太齋さんの方のベッドに2人揃って寝転がる。
そしてゆっくりと背中に腕を回すと
太齋さんは片手で僕の背中に手を回し
もう片方の手で僕の頭を優しく撫でた。
「どう?安心するでしょ?」
「すごく……」
僕は恥ずかしさで、太齋さんの胸に顔を埋めて隠す。
「ひろくんってハグ好きでしょ」
「え?…そりゃあ、太齋さんとハグするのは、ぽかぽかして好き…です」
「ははっ、なにそれ。

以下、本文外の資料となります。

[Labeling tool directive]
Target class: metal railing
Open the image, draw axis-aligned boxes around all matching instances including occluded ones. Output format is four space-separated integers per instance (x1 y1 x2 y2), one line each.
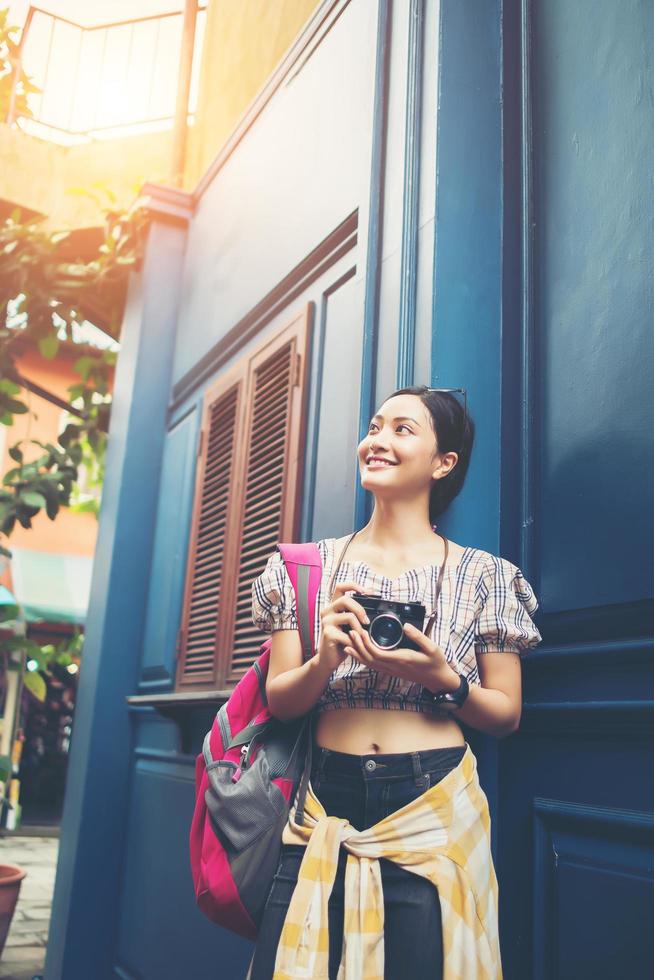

照れるんだけど」
「とか言って全然照れてないのも余裕すぎてムカつきます…っ」
「えー、俺の心臓の音聞いてもそう言える?」
そう言って、太齋さんに自分の手を胸の位置まで持って行かれると
少しバクバクとしているのが伝わってきた。
「え、太齋さんも緊張とかするんですね…?」
「当たり前でしょ、好きな子とハグしてんだよー?」
「だって太齋さんって女性慣れしてるし、百戦錬磨の男って感じじゃないですか」
「そんなに?まぁ今俺が抱きしめてるのはカワイイ恋人だからね」
「かわいい、恋人…っ」
「そう、俺だけの可愛い恋人」
耳元で囁かれて、体がびくりと跳ねた。
「ほんと、耳弱いね」
「だ、だって……耳元で囁かれるの、くすぐったい……」
太齋さんは僕の耳から唇を離して、また僕に甘い声で言う。
「じゃ、最後にひろくんからキスして」
「へ?」
「ほら、練習だよ?ひろくんからキスしてくれたら俺としては一番嬉しいんだけどな」
「……っ」
僕は言われた通りに体を密着させたまま
太齋さんの唇にちゅっと軽く触れるぐらいのキスをする。
離そうとすると
「だめ、もういっかい」
と、僕が逃げないように
後頭部を押さえて言われて
太齋さんの首に腕を回して、また唇を重ねた。
今度はさっきよりも長く、そして何度も角度を変えて唇を重ねる。
「ん……っ」
つい声を漏らすと
太齋さんは僕の下唇を甘噛みしてきたり
舌でぺろりと舐めてきて。
僕はそれに反応して体がぴくりと跳ねる。
「ひろくん、口開けて」と言われ
素直に口を開けると、太齋さんの舌がぬるりと入ってきて、僕の舌に絡みついてくる。
「んぅ……っ」と声が漏れる。
(な、なんかこれ……変な気分になりそう……)
「舌出して?」と言われ従えば
舌をじゅっと吸い上げられ、絡め取られる。
「んっ、ぁ……?!」
舌がじんじんして、まるで唇が性感帯になったかのような感じになる。
(あ……やばい、これ気持ちよすぎる……っ)
太齋さんが唇を離したときには、僕はもう完全に蕩けた表情になっていた。
「はぁ……っ、はぁ……」
「…大丈夫?」
「……だ、だいじょぶです…前よりは、慣れてきた気がするので…」
そう言うと、そのまま僕を抱きしめて頭を撫でてくる太齋さん。
「まぁこれから先はまた追々ってことで」
「は、はい……っ」
太齋さんの胸に顔を埋めて、僕は小さく返事をした。